“The initial meeting has taken place with the head of Rosgeologiya," a source close to the negotiations told the agency. “Two directions of possible collaboration were discussed. The first is the undertaking of geological exploration to locate deposits, and further investigations on the basis of existing seismological investigations.”
According to the source, the Russian company is proposing to launch a three-dimensional seismic survey, to improve on the two-dimensional surveying which has already been undertaken. “Although that kind of investigation is more expensive than two-dimensional surveying, it allows researchers to more precisely establish the existence of reserves, even in difficult-to-reach places.”

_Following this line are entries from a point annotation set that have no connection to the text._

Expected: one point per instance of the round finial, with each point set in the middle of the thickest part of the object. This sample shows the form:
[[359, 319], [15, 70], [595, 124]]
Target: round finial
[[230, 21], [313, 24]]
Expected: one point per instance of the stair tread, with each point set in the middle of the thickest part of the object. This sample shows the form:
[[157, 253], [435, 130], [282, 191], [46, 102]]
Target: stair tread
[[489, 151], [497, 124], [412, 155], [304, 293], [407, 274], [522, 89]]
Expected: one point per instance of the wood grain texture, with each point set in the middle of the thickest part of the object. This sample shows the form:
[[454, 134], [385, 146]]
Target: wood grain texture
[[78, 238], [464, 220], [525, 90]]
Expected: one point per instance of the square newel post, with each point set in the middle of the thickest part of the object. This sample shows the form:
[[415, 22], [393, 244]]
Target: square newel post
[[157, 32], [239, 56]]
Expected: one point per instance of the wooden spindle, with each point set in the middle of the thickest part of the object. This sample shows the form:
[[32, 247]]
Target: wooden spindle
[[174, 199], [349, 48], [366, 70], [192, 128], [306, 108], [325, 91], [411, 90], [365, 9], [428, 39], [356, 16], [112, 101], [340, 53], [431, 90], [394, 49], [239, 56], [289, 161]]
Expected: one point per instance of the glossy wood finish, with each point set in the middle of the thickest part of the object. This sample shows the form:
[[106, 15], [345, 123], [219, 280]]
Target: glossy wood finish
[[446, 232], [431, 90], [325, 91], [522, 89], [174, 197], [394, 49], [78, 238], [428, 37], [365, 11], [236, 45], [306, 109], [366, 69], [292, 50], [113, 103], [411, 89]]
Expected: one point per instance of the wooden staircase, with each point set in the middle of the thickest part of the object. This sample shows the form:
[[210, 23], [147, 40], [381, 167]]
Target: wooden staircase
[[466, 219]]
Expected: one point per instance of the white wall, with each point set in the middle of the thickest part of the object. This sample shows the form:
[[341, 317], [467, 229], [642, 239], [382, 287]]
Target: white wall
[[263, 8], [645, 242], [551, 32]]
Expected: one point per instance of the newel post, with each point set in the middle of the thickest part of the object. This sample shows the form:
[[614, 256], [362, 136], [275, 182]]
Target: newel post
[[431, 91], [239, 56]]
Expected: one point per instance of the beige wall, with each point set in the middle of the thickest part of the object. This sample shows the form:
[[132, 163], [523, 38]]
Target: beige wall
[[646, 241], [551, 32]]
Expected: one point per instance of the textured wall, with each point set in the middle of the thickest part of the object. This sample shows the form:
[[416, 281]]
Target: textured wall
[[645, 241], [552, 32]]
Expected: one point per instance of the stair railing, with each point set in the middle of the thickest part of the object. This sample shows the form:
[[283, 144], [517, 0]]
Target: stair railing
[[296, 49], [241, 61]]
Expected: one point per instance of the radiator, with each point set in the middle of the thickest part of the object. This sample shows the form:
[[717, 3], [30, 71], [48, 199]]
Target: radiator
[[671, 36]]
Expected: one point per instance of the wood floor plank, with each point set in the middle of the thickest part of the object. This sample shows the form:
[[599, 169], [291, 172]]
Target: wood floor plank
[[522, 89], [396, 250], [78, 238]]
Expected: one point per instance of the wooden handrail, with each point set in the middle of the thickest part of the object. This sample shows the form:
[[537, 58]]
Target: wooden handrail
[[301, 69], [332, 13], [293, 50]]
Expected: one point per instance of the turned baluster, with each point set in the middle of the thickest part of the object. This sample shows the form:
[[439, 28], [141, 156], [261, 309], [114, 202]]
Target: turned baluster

Investigations in the Ionian Sea and South Crete had previously been conducted by Norwegian firm PGS, and the first results based on seismological, magnetic and gravitational surveys became available in 2013, prior to the sites' licensing. The source claims that the initial investigations were conducted at a superficial level, with the intention of attracting investors, and that the Russian firm would be able to check the initial data to give more accurate three-dimensional models of deposits.
The agency also reports that a second path of collaboration is also being discussed in the talks, that of the construction of geothermal power stations like those at Kamchatka, in Russia's Far East. “In Greece there are a lot of geothermal energy sources, which could be used for the production of electrical energy and heating”, said the source. “Lafazanis listened carefully to Rosgeologiya's proposal on the subject, and remarked that his ministry is interested in the development of links with Russian organizations, and particularly with Rosgeologiya in the field of coal prospecting, as well as prospecting for other fossil fuels, minerals and metals.”
Over the next two weeks, according to the agency, both parties are to consult with their working groups ahead of the Russian company's submission of firm proposals on where work should begin, which the Greek panel will start to examine at the end of the month.